Cats were the gangsters of the animal world, living outside the law and often dying there. There were a great many of them who never grew old by the fire.
But those were maybe not things to tell your five-year-old daughter, who was for the first time examining the facts of death.
"I mean," he said, "Church is only three now, and you're five. He might still be alive when you're fifteen, a sophomore in high school. And that's a long time away."
"It doesn't seem long to me," Ellie said, and now her voice trembled. "Not long at all."-Louis gave up the pretense of working on his model and gestured for her to come.
She sat on his lap, and he was again struck by her beauty, which was emphasized now by her emotional upset. She was dark-skinned, almost Levantine. Tony Benton, one of the doctors he had worked with in Chicago, used to call her the Indian Princess.
"Honey," he said, "if it was up to me, I'd let Church live to be a hundred. But I don't make the rules."
"Who does?" she asked, and then, with infinite scorn: "God, I suppose."
Louis stifled the urge to laugh. It was too serious. "God or Somebody," he said.
"Clocks run down-that's all I know. There are no guarantees, babe."
"I don't want Church to be like all those dead pets!" she burst out, suddenly tearful and furious. "I don't want Church to ever be dead!

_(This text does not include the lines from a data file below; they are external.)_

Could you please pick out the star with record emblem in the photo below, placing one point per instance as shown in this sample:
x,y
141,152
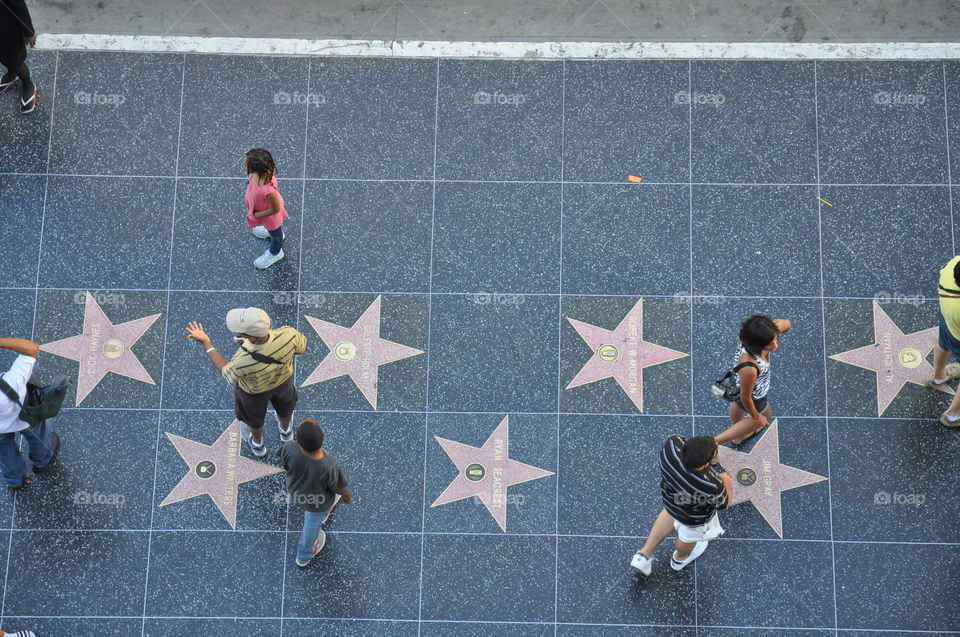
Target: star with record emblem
x,y
357,352
216,470
103,347
759,477
621,354
487,472
896,358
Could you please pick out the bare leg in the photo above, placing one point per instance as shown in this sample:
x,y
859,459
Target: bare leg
x,y
661,530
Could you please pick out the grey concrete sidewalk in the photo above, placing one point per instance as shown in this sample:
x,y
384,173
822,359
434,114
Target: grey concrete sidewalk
x,y
514,20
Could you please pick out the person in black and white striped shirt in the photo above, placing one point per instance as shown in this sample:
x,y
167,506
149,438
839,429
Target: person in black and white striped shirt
x,y
692,493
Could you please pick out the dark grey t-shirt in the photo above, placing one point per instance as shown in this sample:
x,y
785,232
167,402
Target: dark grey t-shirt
x,y
310,482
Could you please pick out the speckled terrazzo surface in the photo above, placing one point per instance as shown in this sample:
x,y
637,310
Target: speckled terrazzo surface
x,y
485,203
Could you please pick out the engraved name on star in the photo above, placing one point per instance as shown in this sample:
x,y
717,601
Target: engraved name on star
x,y
896,358
216,470
487,472
759,477
621,354
357,352
103,347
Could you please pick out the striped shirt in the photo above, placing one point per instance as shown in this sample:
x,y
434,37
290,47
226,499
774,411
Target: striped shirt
x,y
254,377
761,386
690,497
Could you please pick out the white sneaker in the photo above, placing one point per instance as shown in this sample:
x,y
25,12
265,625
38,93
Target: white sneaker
x,y
266,259
642,563
697,551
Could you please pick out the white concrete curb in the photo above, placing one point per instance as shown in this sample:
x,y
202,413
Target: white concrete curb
x,y
504,50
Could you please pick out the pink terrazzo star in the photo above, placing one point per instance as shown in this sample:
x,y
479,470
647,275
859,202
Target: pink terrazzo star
x,y
487,472
357,351
621,354
216,470
896,358
759,477
102,348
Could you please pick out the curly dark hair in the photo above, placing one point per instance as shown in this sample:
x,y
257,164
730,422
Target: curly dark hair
x,y
260,161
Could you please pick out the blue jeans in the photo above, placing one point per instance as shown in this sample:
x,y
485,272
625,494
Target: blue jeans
x,y
11,462
276,240
312,523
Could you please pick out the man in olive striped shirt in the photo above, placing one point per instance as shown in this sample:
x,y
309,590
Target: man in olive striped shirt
x,y
261,370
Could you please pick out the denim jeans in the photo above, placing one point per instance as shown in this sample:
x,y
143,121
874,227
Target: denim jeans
x,y
11,462
276,240
312,523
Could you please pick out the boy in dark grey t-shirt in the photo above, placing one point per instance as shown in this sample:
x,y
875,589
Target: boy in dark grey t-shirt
x,y
316,482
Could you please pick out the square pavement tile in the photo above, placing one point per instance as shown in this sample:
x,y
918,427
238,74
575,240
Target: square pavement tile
x,y
781,256
890,488
626,239
626,117
129,103
497,238
665,387
775,583
372,119
260,503
400,385
881,123
367,236
879,586
27,137
530,506
805,511
617,463
375,576
494,353
45,567
193,383
79,491
60,315
214,249
234,103
616,593
884,240
753,122
489,578
499,120
121,254
796,387
194,574
852,390
22,198
387,488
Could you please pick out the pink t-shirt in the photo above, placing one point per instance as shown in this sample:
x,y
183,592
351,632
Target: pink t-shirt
x,y
256,200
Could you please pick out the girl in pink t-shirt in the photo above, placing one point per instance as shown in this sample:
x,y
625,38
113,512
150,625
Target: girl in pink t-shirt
x,y
265,211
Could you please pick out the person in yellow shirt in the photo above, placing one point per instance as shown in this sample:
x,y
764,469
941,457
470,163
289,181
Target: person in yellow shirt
x,y
949,340
261,370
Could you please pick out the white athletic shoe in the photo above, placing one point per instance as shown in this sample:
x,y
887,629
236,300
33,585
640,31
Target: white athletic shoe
x,y
266,259
697,551
642,563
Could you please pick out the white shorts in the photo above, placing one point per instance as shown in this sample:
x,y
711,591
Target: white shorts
x,y
702,533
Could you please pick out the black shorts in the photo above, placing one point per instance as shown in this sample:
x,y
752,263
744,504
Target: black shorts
x,y
252,408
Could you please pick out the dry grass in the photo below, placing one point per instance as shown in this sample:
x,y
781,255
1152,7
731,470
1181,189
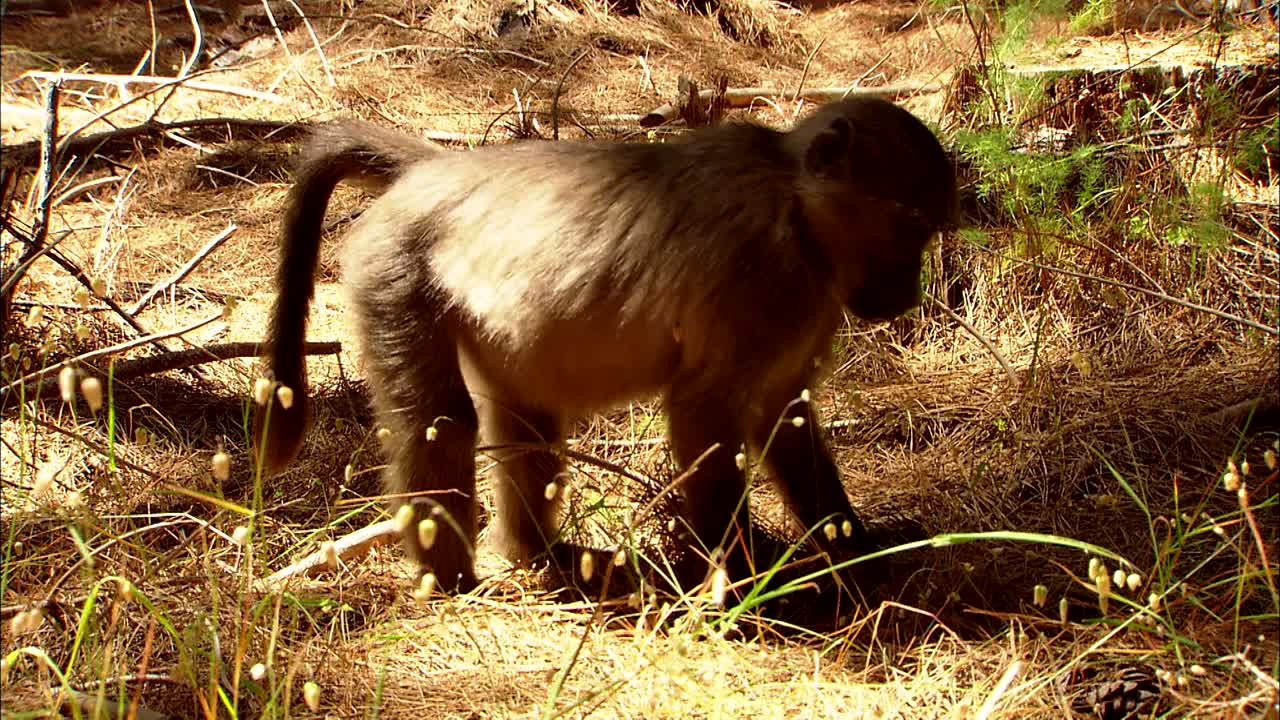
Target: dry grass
x,y
1114,433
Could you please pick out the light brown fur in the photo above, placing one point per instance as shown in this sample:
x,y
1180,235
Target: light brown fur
x,y
516,288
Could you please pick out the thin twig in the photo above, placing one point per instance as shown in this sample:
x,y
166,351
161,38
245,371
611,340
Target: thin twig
x,y
159,81
558,87
40,224
176,360
1157,295
197,41
987,343
24,153
347,547
115,306
744,96
184,270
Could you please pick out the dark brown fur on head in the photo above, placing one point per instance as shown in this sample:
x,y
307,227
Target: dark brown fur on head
x,y
510,290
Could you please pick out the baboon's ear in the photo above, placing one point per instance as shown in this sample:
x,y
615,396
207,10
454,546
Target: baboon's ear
x,y
828,153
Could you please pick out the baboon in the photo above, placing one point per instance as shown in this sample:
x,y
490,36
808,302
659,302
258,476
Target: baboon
x,y
515,288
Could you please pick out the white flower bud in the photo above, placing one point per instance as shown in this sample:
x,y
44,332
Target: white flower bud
x,y
92,391
222,465
426,532
311,696
67,383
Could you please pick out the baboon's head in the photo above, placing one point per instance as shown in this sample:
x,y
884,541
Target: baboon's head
x,y
877,187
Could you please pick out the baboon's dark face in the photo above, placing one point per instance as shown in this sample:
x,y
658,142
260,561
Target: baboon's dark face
x,y
878,188
891,282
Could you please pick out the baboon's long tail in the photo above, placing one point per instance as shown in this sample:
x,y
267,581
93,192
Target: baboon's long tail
x,y
334,153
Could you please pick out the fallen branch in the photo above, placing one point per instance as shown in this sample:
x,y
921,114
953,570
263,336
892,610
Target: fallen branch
x,y
979,337
744,96
122,140
124,81
163,363
347,547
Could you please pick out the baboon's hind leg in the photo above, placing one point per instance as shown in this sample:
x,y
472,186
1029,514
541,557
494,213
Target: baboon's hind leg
x,y
519,438
420,396
713,497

He's my cat! He's not God's cat! Let God have His own cat! Let God have all the damn old cats He wants, and kill them all! Church is mine!"
There were footsteps across the kitchen, and Rachel looked in, startled. Ellie was now weeping against Louis's chest. The horror had been articulated; it was out; its face had been drawn and could be regarded. Now, even if it could not be changed, it could at least be wept over.